The case involved a process for computerized meal planning: “in essence, it recites a computer program that allows the user to create meals from a database of food objects according to his or her preferences and dietary goals, to change those meals by adding or subtracting food objects, and to view the dietary impact of changes to those meals on a visual display.” The Court held that the patent recites “nothing more than the abstract concept of selecting meals for the day, according to one’s particular dietary goals and food preferences,” which is “surely a ‘long prevalent’ practice” and is “at least as longstanding as the economic practices of risk-hedging (invalidated in Bilski) and intermediated settlement (invalidated in Alice).” Since the patent “does not recite any specialized formula or method for implementing the ‘well known’ process of meal planning” it “is not the kind of ‘discovery’ that § 101 was designed to protect.”
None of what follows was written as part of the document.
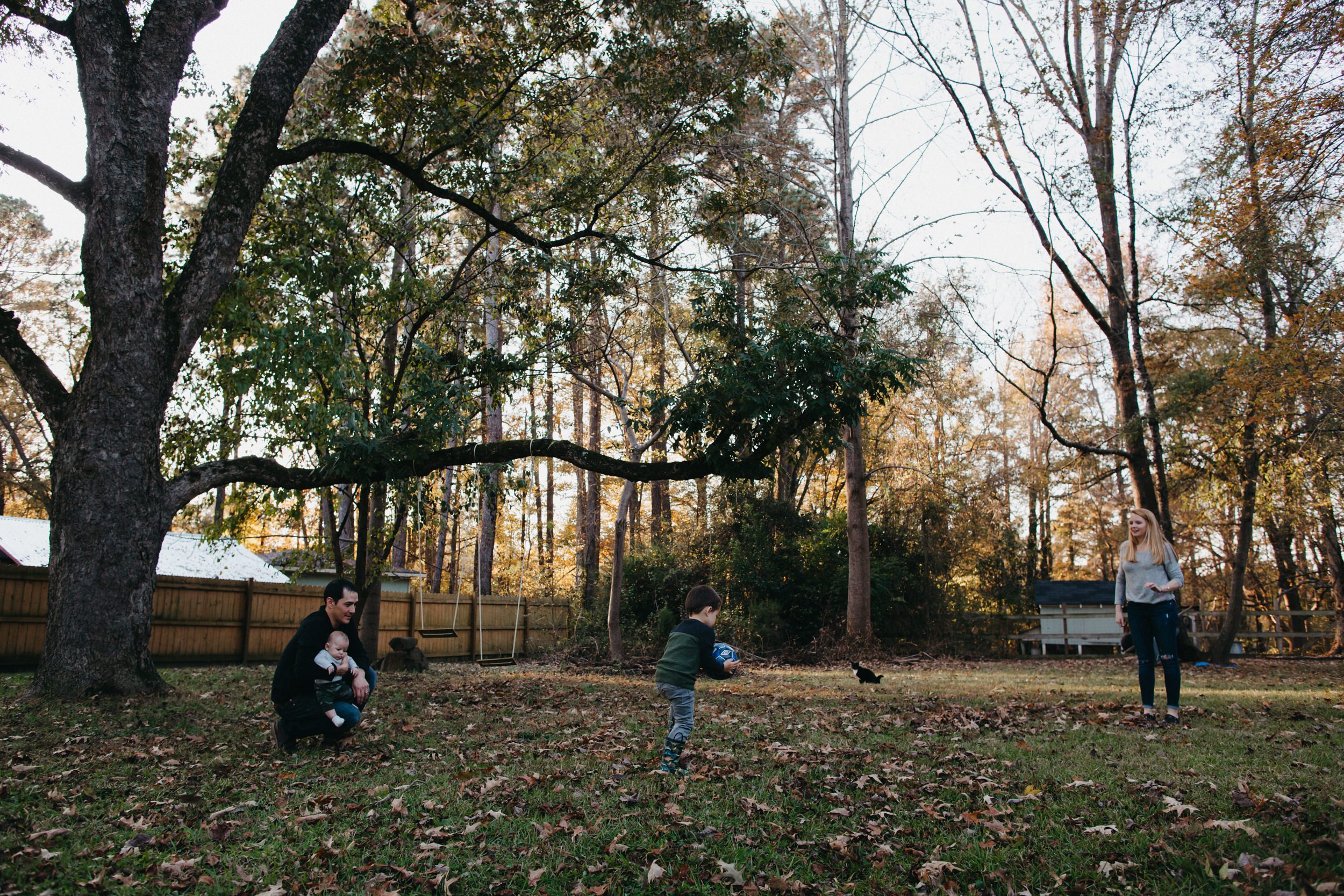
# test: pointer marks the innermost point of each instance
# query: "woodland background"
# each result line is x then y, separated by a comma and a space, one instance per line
1176, 345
Having determined that the patent claims were directed to an abstract idea, the Court next considered whether the claims contained an “inventive concept” that was capable of transforming the abstract idea into a patent-eligible application of that idea. Applying the reasoning of Alice Corp, the Court held that “the claims of the ‘516 Patent do no more than “simply instruct the practitioner to implement the abstract idea . . . on a generic computer; they thus do not contain the requisite ‘inventive concept’ necessary to limit the scope of the claims to a patent-eligible application.” In particular, the patent’s steps that included “(1) preparing a database of meals that meet the user’s preferences; (2) choosing meals for a particular day from the Picture Menus; and (3) deciding whether or not to change one or more of the meals that the user has selected for that day, and using the Meal Builder, allowing the user to visualize those changes and the resulting impact on his or her nutritional goals” were all conventional computer tasks that could be performed by a generic computer and “are far more ‘routine’ and ‘conventional’ than the computerized applications of the economic concepts invalidated in Bilski and Alice.” The Court held that “[t]hese computerized elements, taken separately, do nothing to ‘transform’ the nature of the claim from the mental process of meal planning into a novel method or unique application of that idea, and thus are insufficient to render the claims of the ‘516 Patent patent-eligible.”

Today’s decision is just the first of many such decisions that we will see in the coming weeks and months applying the Supreme Court’s renewed scrutiny for computer-implemented software and business method patents that are directed to patent-ineligible concepts.